Methods of using treatment fluids and, more particularly, methods of using treatment fluids in the form of an invert emulsion comprising a fluorous oil external phase, a salt-free non-chloride containing internal phase, and a fluorous-based surfactant in well operations may be provided.
Treatment fluid may be used in a variety of well operations. Examples of treatment fluids include drilling fluids, packer fluids, displacement fluids, completion fluids, work-over fluids etc. Drilling fluids may be used to maintain hydrostatic pressure in the wellbore, prevent formation damage, suspend cuttings, and to transport cuttings to the surface. Drilling fluids may be water-based or oil-based. Typical water-based drilling fluids may be composed of solely water or a mixture of water and various types of clay. Oil based drilling fluids may use a base fluid of a petroleum product.
Packer fluids may be used during drilling and/or completion and may serve a variety of functions. Generally, they are placed above a packer and may be used to provide hydrostatic pressure, prevent collapse of the wellbore, prevent heat transfer, protect wellbore components as well as any metals and elastomers from corrosion, and be of a sufficient density to control the producing formation. Typical packer fluids may be solids-free and resistant to changes in their viscosity.
Fluid displacement utilizes one or more fluids to displace another fluid from the wellbore. Typically this may be done to prevent contamination of one fluid with another or the contamination of one fluid with the formation. A displacement fluid or as it is also known, a spacer fluid, may be water-based fluids. In most instances, spacer fluids may be used to separate drilling fluid from a cement composition during a cementing operation. Because the spacer fluid will be used to separate two other fluids, such as the drilling fluid and the cement composition, the spacer fluid should be compatible with both treatment fluids.

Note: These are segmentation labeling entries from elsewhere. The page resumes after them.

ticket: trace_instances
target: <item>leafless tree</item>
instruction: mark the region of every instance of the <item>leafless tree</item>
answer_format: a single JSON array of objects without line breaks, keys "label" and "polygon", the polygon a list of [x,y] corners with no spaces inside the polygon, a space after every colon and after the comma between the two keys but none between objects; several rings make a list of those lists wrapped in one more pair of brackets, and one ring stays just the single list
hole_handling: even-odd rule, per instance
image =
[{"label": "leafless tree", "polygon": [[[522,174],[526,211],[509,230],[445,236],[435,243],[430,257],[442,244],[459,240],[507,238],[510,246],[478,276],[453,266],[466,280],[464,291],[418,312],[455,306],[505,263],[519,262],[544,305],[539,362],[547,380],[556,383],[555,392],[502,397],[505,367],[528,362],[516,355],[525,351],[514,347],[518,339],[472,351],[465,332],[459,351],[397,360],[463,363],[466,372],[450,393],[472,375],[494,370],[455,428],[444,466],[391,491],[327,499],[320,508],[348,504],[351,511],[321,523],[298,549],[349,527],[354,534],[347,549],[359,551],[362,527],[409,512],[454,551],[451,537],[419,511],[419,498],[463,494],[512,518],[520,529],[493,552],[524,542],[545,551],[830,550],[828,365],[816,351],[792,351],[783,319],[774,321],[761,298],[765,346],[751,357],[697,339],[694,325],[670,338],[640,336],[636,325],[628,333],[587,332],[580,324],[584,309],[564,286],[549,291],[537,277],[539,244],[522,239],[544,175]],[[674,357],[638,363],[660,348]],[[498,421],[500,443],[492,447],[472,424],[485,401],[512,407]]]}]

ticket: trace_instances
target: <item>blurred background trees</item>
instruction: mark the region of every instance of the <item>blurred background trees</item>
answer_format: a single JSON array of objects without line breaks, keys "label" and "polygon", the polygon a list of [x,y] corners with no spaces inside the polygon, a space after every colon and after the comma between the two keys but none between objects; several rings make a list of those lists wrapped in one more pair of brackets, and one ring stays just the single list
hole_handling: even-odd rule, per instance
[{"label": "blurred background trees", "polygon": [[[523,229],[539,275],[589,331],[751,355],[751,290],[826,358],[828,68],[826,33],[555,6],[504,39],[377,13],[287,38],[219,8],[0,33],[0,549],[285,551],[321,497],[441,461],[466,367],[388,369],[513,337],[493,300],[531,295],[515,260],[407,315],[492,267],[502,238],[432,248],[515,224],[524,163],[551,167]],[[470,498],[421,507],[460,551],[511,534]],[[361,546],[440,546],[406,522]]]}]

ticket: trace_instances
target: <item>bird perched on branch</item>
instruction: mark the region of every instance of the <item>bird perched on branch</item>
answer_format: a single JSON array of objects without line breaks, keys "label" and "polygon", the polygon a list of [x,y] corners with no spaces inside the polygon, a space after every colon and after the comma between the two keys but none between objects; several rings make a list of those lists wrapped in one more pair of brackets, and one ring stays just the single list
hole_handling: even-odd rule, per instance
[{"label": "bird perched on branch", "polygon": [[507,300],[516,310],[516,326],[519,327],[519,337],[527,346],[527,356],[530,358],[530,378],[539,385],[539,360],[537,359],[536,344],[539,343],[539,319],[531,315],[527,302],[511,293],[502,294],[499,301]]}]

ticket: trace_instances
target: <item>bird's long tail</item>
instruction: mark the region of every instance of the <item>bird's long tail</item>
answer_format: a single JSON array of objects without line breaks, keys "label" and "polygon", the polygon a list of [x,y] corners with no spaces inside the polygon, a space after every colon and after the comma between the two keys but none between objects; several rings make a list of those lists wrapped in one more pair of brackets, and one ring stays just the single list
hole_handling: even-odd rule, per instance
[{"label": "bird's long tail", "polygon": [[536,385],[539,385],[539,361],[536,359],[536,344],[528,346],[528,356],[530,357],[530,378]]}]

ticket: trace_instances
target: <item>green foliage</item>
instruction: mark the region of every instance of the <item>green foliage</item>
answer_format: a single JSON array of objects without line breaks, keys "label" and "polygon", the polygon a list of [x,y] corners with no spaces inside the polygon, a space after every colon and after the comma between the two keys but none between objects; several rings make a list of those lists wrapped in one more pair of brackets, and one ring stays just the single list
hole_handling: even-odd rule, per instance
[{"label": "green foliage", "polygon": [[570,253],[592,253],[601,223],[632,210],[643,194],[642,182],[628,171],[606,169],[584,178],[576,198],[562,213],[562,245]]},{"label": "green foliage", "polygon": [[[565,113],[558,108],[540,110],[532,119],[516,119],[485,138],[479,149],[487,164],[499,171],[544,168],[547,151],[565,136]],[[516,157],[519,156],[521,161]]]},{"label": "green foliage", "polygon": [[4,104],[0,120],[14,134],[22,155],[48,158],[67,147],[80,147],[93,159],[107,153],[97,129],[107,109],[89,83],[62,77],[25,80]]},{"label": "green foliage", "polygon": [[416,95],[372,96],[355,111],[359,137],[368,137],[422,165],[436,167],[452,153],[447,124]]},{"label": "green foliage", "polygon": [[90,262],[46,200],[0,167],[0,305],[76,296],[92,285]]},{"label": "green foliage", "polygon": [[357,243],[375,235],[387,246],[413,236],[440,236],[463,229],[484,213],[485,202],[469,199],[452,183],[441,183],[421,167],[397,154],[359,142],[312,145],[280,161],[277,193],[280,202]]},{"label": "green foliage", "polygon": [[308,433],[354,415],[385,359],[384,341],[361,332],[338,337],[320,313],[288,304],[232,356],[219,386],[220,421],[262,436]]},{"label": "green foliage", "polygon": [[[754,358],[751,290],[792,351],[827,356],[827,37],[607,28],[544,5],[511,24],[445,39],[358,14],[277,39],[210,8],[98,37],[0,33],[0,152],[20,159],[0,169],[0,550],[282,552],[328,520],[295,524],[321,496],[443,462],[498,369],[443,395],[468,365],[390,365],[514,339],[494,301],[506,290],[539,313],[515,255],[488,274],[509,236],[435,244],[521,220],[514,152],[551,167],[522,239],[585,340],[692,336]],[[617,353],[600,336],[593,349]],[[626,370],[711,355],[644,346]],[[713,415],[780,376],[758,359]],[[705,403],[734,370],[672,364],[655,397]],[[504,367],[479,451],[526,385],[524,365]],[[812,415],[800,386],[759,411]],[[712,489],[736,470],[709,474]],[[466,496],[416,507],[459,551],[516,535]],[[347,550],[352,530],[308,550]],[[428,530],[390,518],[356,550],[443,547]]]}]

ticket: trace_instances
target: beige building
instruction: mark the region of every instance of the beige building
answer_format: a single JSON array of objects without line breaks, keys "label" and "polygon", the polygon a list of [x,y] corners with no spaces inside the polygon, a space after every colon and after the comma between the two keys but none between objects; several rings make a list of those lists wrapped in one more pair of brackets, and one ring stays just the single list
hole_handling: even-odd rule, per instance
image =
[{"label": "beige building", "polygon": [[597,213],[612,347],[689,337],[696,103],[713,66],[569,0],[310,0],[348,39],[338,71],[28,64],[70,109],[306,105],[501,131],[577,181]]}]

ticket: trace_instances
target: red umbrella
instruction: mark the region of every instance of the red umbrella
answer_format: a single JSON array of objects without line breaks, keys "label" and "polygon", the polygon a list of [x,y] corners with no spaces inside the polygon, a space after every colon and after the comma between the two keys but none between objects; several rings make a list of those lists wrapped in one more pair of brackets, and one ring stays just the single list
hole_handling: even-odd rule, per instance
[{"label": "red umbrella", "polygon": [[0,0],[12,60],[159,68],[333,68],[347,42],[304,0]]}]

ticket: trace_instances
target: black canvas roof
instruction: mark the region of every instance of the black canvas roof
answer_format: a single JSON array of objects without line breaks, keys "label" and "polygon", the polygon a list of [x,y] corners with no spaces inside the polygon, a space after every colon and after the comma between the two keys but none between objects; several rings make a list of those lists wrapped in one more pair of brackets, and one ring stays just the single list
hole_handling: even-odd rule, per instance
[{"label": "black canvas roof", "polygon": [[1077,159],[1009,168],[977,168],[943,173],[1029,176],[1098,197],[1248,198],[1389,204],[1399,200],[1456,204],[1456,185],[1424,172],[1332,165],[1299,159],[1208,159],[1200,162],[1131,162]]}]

Treatment fluids for some well applications may comprise brines. Problems with brines may include high thermal conductivity and the potential for corrosion of well components. Additionally, using treatment fluids of different formulations may create incompatibility issues. Switching between treatment fluids in a subterranean operation may be costly in both time and resources. Varied fluid types may require separate fluid storage, additional manpower, and additional equipment. In addition to the increased operating expenses, varied fluid use may create additional worksite problems such as higher environmental burdens, fluid incompatibilities, and the inability to reuse fluids and materials once their respective portion of the operation has been completed.